E imagino que todo mundo também já foi informado de que essa descoberta foi a causa da grande celeuma online que se propagou, ao longo da semana, sobre qual seria o tema da “importante descoberta de astrobiologia” para a qual a Nasa havia convocado uma entrevista coletiva, finalmente concedida às 17h de quinta-feira.

Se não me engano, chegou-se a publicar um vídeo no YouTube com  a “revelação” de que seria anunciada a descoberta de vida em Titã, uma das luas de Saturno.

Muita gente saiu culpando a Nasa por fazer “hype” indevido, mas tendo já alguns anos de experiência em teleconferências da agência espacial, posso dizer que a forma como o evento de quinta foi preparado, com a emissão de um comunicado “misterioso” sugerindo que algo muito importante seria anunciado,  é o procedimento-padrão da agência. A descoberta de percloratos em Marte, por exemplo, foi tratada da mesmíssima forma.

O “tom misterioso” do comunicado é, até certo ponto, uma necessidade. A pesquisa sairia numa revista científica, a Science, e seu conteúdo não poderia vir a público antes do fim do embargo imposto pelos editores da publicação. No fim, a pressão foi tanta que a revista liberou o embargo quase duas horas antes do prazo final.

Muitos jornalistas (eu inclusive) têm acesso prévio ao conteúdo que será publicado na Science. Isso acontece para que possamos, se for o caso, realizar entrevistas e pesquisas antes da divulgação oficial do material, e assim ter algo pronto sobre o assunto logo que a “lei do silêncio” cair.

Estando do “lado de dentro” do embargo wall, não foi difícil deduzir que a coletiva da Nasa — marcada para o horário exato da liberação pública do conteúdo da Science– tratava de algo que estaria na revista; e olhando o conteúdo da revista, não foi difícil achar qual era o estudo dali financiado pela Nasa.

Nada a ver com ETs dando alô para os nossos radiotelescópios ou com o anúncio de vida em Titã, como todos já sabemos. Mas fica a questão de por que um comunicado muito dentro do padrão da Nasa — como de costume, redigido em termos escolhidos para chamar atenção, já que é isso que as assessorias de imprensa fazem —  provocou tanto alvoroço.

De acordo com este despacho da Associated Press, a coisa toda começou com especulações em um blog cujo autor estava fora do embargo wall, e portanto não sabia mesmo do que se tratava o anúncio, e que resolveu arriscar algumas deduções em público.

Mas, como disse Sherlock Holmes em Um Escândalo na Boêmia, “É um erro capital teorizar antes de se obter os dados. Inconscientemente, começa-se a torcer os fatos para que caibam nas teorias, e não as teorias para que  caibam nos fatos”.
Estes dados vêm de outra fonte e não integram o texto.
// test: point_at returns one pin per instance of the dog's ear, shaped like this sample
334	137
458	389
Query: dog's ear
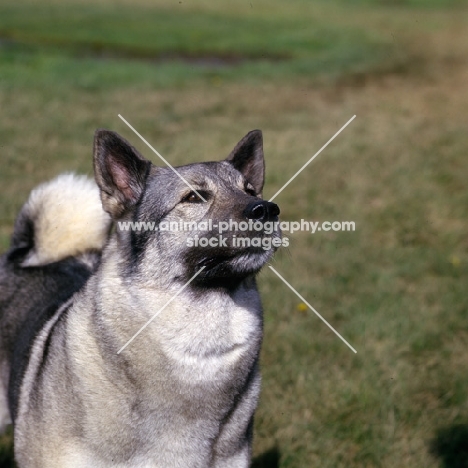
247	158
120	172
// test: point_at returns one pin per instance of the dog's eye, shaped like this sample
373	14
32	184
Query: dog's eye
193	197
250	190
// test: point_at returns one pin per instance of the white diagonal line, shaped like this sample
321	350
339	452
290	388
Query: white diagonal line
160	310
311	308
313	157
163	159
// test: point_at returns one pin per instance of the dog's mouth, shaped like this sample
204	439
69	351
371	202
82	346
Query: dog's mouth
228	264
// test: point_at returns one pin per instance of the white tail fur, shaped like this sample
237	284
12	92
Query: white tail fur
68	219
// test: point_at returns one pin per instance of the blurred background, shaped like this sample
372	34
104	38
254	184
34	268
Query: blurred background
193	76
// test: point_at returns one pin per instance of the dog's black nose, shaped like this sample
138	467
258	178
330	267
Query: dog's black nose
261	210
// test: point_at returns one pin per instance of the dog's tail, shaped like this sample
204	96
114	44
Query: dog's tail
61	218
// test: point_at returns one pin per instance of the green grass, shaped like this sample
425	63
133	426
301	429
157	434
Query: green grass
194	78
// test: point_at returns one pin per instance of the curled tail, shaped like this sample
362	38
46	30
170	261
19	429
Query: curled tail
61	218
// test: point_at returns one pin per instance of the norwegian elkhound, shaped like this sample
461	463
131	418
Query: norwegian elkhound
82	277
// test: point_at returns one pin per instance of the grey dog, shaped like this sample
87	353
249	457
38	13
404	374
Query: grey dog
78	283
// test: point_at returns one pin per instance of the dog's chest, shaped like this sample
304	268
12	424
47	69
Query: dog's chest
209	341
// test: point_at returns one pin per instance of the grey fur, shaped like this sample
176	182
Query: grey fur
183	394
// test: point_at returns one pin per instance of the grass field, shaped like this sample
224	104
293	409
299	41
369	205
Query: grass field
193	78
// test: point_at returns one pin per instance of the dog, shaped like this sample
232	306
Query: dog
76	285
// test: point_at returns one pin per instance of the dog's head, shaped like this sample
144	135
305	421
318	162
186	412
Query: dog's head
172	223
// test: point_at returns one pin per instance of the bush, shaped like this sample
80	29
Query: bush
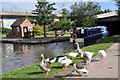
5	30
38	30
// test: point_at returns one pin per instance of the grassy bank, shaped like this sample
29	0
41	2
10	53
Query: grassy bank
34	71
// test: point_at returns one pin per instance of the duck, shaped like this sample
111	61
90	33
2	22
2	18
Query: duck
72	55
87	55
64	61
80	69
102	54
50	60
44	66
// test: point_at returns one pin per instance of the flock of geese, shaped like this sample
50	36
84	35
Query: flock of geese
64	61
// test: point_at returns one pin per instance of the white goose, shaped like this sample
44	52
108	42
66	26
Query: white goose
80	69
102	54
79	50
72	55
43	66
87	55
50	60
64	61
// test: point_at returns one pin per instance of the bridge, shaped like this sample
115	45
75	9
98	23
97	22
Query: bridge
111	20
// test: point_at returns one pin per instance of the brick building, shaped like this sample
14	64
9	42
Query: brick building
21	28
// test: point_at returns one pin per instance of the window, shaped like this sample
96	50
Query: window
18	29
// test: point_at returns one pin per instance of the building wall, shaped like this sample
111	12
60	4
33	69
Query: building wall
7	22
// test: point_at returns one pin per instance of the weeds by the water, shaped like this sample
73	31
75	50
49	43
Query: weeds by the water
34	71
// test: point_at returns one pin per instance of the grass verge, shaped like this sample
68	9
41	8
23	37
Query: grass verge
34	71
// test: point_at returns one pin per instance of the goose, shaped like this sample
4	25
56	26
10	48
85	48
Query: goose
50	60
87	55
43	66
72	55
59	58
79	50
64	61
80	69
102	54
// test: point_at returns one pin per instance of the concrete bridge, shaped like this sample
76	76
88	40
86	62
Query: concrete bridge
7	18
110	19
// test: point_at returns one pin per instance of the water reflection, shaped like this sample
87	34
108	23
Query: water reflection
15	56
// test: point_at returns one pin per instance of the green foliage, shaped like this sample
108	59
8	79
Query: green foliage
44	14
38	30
82	11
5	30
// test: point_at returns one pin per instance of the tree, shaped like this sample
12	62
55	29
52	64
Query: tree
84	12
44	14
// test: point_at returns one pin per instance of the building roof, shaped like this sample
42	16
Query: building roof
109	14
18	22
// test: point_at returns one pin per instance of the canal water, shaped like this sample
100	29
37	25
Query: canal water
16	56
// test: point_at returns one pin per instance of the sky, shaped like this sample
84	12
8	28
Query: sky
29	5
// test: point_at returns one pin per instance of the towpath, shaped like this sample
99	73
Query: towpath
106	69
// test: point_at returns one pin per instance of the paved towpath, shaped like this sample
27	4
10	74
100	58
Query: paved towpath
106	69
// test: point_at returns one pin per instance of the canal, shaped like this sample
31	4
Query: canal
16	56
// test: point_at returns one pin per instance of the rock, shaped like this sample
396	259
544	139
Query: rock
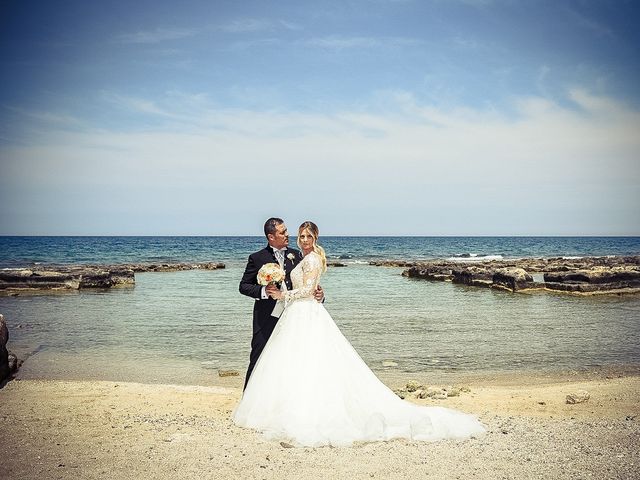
453	391
585	276
412	386
13	362
437	393
473	276
401	392
336	264
578	397
512	278
5	371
Curiosamente, o “hype”, que levou ao fim prematuro do embargo, acabou fazendo com que a coletiva, quando finalmente ocorreu, soasse como notícia velha.

Muitas análises da descoberta já estavam online quando Felisa Wolfe-Simon começou a falar, inclusive com cientistas notando que o arsênico é um pobre substituto para o fósforo, e que as bactérias descobertas são menos “vida baseada em arsênico” e mais “vida que consegue se virar com arsênico”. O que me traz ao Horta do título.

Para quem não está devidamente familiarizado com os clássicos: no vigésimo-sexto episódio da série original de Jornada nas Estrelas, os protagonistas encontram um alienígena chamado Horta, cuja biologia é baseada em silício, e não em carbono. O episódio chama-se Demônio da Escuridão.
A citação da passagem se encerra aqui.